Es stellt sich die Frage, ob Doppelresidenz, wie manche behaupten, etw. für Besserverdienende sei? Soll die Einkommensstärke eine Rolle spielen? Wie wollen Sie Umverteilungskämpfe auf dem Rücken der Kinder vermeiden? Ist die Eingruppierung in Singles/Alleinerziehende adäquat? Hat ein 20-j. Single in einer WG ähnliche Belastungen wie ein/e getrennt erziehende/r Vater /Mutter, der/die den vollen Kindesunterhalt zahlt u. Ausgaben für das Kind während des "Umgangs" hat? Brauchen Singles Kinderzimmer? Wie viele Getrennterziehende gibt es in Deutschland?
In Köln wird im Jugendamt "nach anderen Handlungsempfehlungen" gearbeitet, die Leitbilder des ASD sind aus 2003, die Eckpfeiler aus 2000. Wo gibt‘s Reformbedarf?

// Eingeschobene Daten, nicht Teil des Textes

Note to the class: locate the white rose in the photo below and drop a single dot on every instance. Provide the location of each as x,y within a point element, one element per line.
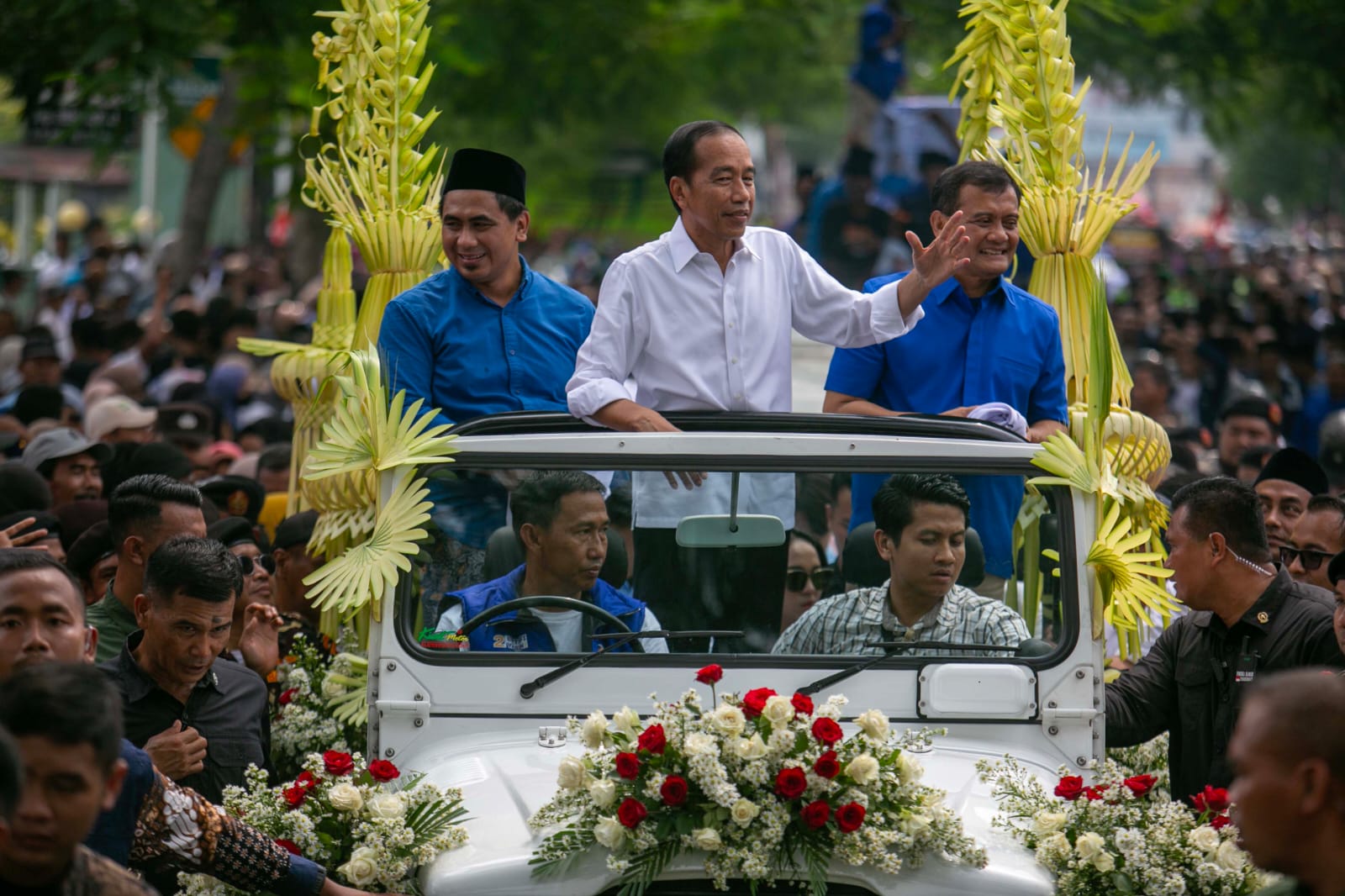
<point>778,710</point>
<point>593,734</point>
<point>873,724</point>
<point>572,774</point>
<point>361,868</point>
<point>744,811</point>
<point>609,833</point>
<point>1048,824</point>
<point>1089,845</point>
<point>345,797</point>
<point>1204,838</point>
<point>387,806</point>
<point>627,721</point>
<point>706,838</point>
<point>1230,856</point>
<point>750,747</point>
<point>730,720</point>
<point>603,793</point>
<point>915,824</point>
<point>908,768</point>
<point>699,744</point>
<point>862,770</point>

Wie bewerten Sie das Ziel der Petra-Studie zu Kindeswohl & Umgangsrecht im Lichte des Forschungsstandes? Gibt es Anhaltspunkte, dass das Kindeswohl dt. Kinder sich von dem schwedischer & anderer Kinder signifikant unterscheidet? Sind Unterschiede zw. Berlin, Hessen und Köln kleiner oder größer als zw. Deutschland und Schweden? Ist Kindeswohl national?
Freundliche Grüße
Sehr geehrter Herr H.,
herzlichen Dank für Ihre Anfrage.
Wir sehen in unserem Wahlprogramm das Modell der Doppelresidenz als gesetzlichen Regelfall vor. Wie dies im einzelnen sodann umzusetzen sein wird ist Sache der Ministerien.
Die Jugendämter sind an die derzeitige gesetzliche Situation in unserem Land sowie an die obergerichtliche Rechtsprechung gebunden.
Aus meiner Erfahrung als Familienrechtlerin und Mediatorin halte ich die Kommunikationsbereitschaft von getrennt lebenden Eltern für essentiell, generell sowie insbesondere beim Wechselmodell.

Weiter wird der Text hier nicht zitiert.